Apesar de se notar um esforço em mobilizar fundos adicionais para fazer face ao fosso entre as verbas destinadas para a APD e o valor que se estima ser necessário para concretizar a Agenda 2030 e os Objetivos de Desenvolvimento Sustentável, o documento que define as linhas orientadoras da ação política do XXII Governo Constitucional não faz referência à necessidade de canalizar mais fundos públicos nacionais para o setor. Este tópico, sobre o qual a Plataforma Portuguesa das ONGD tem manifestado a sua preocupação, não deve ser confundido nem subestimado face à estratégia de “valorizar o papel da cooperação portuguesa na gestão de projetos de cooperação” da UE. A prioridade em mobilizar fundos adicionais europeus não deve resultar num desinvestimento por parte do governo português na APD. Assim, para que seja possível reverter a descida verificada em 2018 (cifrada em 6,6% em valores absolutos de APD face a 2017), e dada a falta de informação sistematizada sobre a execução deste tipo de financiamento, a Plataforma entende ser prioritária a realização de um diagnóstico que afira o impacto da Cooperação Delegada na APD portuguesa.

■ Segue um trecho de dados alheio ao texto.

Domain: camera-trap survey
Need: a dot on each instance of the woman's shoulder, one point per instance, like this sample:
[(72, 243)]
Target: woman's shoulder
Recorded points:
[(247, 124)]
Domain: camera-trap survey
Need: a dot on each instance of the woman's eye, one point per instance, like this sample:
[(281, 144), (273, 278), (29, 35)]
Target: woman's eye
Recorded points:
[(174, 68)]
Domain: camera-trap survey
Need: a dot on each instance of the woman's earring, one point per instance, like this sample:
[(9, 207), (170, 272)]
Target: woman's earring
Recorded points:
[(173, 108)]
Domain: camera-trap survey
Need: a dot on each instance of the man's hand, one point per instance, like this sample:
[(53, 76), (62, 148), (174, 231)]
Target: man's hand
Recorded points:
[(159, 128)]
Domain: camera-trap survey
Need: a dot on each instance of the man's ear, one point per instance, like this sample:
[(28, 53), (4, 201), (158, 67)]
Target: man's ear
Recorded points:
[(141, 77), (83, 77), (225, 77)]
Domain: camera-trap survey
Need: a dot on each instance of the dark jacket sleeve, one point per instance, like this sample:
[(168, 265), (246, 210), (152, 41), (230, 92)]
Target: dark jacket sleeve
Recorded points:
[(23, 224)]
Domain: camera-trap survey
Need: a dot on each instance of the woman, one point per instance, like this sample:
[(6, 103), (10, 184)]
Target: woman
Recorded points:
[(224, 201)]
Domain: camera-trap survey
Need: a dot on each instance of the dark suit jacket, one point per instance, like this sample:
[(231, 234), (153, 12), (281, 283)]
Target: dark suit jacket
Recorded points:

A Sociedade Civil, designadamente as ONGD, são parceiros incontornáveis do setor. O papel da Sociedade Civil em advogar por melhores políticas de cooperação vai além do processo monitorização da sua implementação, tendo também um contributo a dar na sua formulação, e avaliação – exemplo disso é o modelo que foi seguido, com sucesso, no processo de construção e implementação da Estratégia Nacional de Educação para o Desenvolvimento. No entanto, os processos de consulta e envolvimento das ONGD e outros atores da sociedade civil carecem, com frequência, de qualidade e de sistematização, não havendo referência no programa do Governo a medidas para responder a esta necessidade de melhoria. Apesar disso, a Plataforma Portuguesa das ONGD saúda a inclusão no Programa do Governo do compromisso com a  “prioridade da educação e formação, das áreas sociais e da governação para a cooperação portuguesa” e com a intenção em “incrementar o papel das organizações da sociedade civil (…) na conceção e execução de projetos”, mas relembra também que, para além de uma dimensão ao nível operacional da sociedade civil, é determinante o envolvimento da Sociedade Civil em todas as fases dos processos de definição, implementação, monitorização e avaliação das políticas públicas, com o objetivo de garantir a institucionalização de políticas inclusivas de qualidade.